Rescue who? Usually it’s the kind person who has decided to engage him in conversation.
Before Dennis had the diagnosis of Lewy Body Dementia, I didn’t feel responsible to rescue anyone, well, hardly ever. Before Lewy, he would often get in his “teacher” mode and give long lectures complete with multiple rabbit trails. Since I had heard it all before I would let him and his audience fend for themselves. His topics were still reasonably interesting to a lot of people, hearing them for the first time. Others knew not to get him started.

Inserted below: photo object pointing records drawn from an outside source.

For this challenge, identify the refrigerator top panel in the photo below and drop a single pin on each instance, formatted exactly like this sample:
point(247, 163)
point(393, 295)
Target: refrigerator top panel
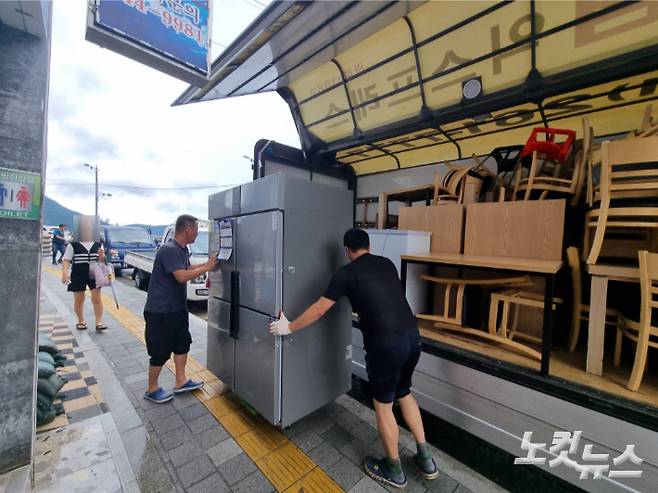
point(224, 204)
point(290, 192)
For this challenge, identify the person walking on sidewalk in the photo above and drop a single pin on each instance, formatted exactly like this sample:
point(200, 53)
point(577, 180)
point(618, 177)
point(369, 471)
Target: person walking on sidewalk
point(59, 243)
point(82, 258)
point(392, 343)
point(165, 313)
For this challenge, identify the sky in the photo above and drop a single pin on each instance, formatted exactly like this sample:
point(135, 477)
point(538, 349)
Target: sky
point(114, 113)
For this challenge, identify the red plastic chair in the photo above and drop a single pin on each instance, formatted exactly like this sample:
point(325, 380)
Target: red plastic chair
point(548, 147)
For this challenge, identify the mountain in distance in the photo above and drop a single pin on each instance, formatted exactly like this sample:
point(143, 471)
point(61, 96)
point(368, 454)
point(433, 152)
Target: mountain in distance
point(55, 213)
point(157, 230)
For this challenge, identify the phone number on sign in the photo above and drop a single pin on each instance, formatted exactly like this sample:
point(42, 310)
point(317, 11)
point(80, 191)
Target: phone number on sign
point(178, 24)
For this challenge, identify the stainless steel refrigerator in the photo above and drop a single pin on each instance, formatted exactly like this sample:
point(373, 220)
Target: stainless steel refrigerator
point(282, 235)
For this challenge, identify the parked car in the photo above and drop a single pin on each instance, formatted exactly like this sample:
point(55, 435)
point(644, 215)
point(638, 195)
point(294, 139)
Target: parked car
point(119, 239)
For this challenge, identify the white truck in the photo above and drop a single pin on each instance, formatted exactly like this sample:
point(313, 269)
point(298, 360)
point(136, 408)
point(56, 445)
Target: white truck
point(142, 264)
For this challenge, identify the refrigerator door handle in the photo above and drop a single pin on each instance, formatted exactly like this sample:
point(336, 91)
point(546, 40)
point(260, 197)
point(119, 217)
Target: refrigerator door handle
point(234, 322)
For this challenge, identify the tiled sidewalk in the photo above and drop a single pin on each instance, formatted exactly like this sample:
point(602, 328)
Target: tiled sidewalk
point(211, 443)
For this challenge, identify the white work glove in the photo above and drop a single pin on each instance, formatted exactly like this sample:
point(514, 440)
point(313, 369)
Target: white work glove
point(280, 327)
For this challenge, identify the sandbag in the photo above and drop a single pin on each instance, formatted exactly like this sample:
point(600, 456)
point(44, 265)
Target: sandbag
point(49, 386)
point(44, 401)
point(45, 416)
point(48, 346)
point(59, 359)
point(45, 369)
point(44, 409)
point(47, 357)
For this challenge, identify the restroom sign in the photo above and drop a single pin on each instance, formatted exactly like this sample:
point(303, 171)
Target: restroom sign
point(20, 194)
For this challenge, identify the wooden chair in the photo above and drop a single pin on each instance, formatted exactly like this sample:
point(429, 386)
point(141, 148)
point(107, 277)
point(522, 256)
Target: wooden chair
point(514, 299)
point(581, 310)
point(629, 173)
point(649, 125)
point(583, 163)
point(643, 333)
point(450, 188)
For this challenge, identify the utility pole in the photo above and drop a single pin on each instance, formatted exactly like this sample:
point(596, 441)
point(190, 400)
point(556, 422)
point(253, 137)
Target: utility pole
point(96, 175)
point(95, 168)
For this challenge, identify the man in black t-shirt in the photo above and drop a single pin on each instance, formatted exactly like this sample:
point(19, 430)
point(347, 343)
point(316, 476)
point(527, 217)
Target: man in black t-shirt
point(392, 344)
point(165, 313)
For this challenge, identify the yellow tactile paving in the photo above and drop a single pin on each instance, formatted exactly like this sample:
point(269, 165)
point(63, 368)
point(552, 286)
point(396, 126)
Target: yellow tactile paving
point(317, 481)
point(81, 403)
point(74, 384)
point(260, 441)
point(285, 466)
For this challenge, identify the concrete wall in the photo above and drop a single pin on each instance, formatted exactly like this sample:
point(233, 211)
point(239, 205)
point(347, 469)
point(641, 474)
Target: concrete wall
point(24, 71)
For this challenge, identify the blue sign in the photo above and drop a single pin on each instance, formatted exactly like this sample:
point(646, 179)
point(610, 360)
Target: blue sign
point(179, 29)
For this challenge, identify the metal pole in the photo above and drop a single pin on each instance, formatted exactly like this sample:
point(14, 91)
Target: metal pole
point(96, 170)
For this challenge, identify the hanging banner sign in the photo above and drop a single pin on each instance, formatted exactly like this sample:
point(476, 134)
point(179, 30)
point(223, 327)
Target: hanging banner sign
point(20, 195)
point(172, 36)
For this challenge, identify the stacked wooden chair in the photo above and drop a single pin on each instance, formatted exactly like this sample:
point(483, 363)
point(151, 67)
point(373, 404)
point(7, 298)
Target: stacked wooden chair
point(627, 196)
point(645, 332)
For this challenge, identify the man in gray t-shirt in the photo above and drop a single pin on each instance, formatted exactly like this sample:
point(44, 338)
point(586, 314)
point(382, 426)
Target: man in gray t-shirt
point(165, 312)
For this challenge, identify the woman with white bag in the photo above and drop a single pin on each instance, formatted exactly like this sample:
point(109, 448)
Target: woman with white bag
point(88, 269)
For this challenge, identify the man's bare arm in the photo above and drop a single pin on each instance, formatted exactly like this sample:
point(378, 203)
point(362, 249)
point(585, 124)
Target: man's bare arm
point(184, 275)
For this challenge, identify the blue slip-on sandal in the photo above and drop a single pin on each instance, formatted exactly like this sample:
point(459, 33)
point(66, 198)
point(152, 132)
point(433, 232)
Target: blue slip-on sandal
point(159, 396)
point(379, 470)
point(187, 386)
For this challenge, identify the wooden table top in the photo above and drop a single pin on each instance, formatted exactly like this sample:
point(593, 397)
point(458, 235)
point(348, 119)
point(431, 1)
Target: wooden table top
point(504, 263)
point(615, 272)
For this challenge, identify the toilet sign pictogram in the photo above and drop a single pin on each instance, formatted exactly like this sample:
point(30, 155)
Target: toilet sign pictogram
point(20, 194)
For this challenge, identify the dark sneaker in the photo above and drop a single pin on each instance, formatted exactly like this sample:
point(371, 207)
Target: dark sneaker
point(427, 467)
point(187, 386)
point(159, 396)
point(379, 470)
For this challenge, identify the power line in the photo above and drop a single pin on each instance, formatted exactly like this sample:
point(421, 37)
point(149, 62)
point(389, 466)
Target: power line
point(135, 187)
point(256, 1)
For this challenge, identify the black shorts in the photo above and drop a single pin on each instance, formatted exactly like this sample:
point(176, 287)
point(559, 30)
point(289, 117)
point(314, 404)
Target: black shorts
point(167, 333)
point(390, 368)
point(80, 284)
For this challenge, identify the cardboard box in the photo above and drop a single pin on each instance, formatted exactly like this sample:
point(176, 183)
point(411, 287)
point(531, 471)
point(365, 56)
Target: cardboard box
point(445, 222)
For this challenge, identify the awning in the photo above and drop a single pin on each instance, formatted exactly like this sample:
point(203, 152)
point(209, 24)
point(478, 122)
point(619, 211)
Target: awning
point(387, 85)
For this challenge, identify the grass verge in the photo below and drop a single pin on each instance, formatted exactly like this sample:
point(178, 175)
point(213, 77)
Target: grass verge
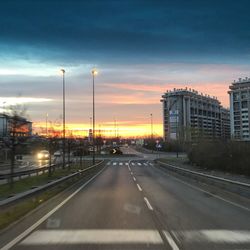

But now, I have his reputation and his dignity to defend. His topics are much more narrow and not always interesting to others. He’s not good at reading body language and knowing that he’s losing his listener’s attention. Sometimes his discretion is not in play and he says things he shouldn’t. We talk when we’re alone about these times and he is thoughtful and serious about doing better.
Other times he listens as well as he can to conversations but doesn’t hear or understand important parts of them. I’m often surprised to find out what he thinks he has heard.
He is still doing very well cognitively and cares about his interactions with people. He often wants to go over and talk with Mom. He loves to go to church activities. He listens to his favorite people on YouTube and other social media so regularly that they seem like family. His personality is still intact and recognizable. He is still himself, and what a good thing that is! I’m more than thankful.
The fact remains. I spend quite a bit of time explaining Dennis and his intentions to others, and a lot of time explaining others to him. I feel like the gateway to his awareness of the world, and somehow that bothers me.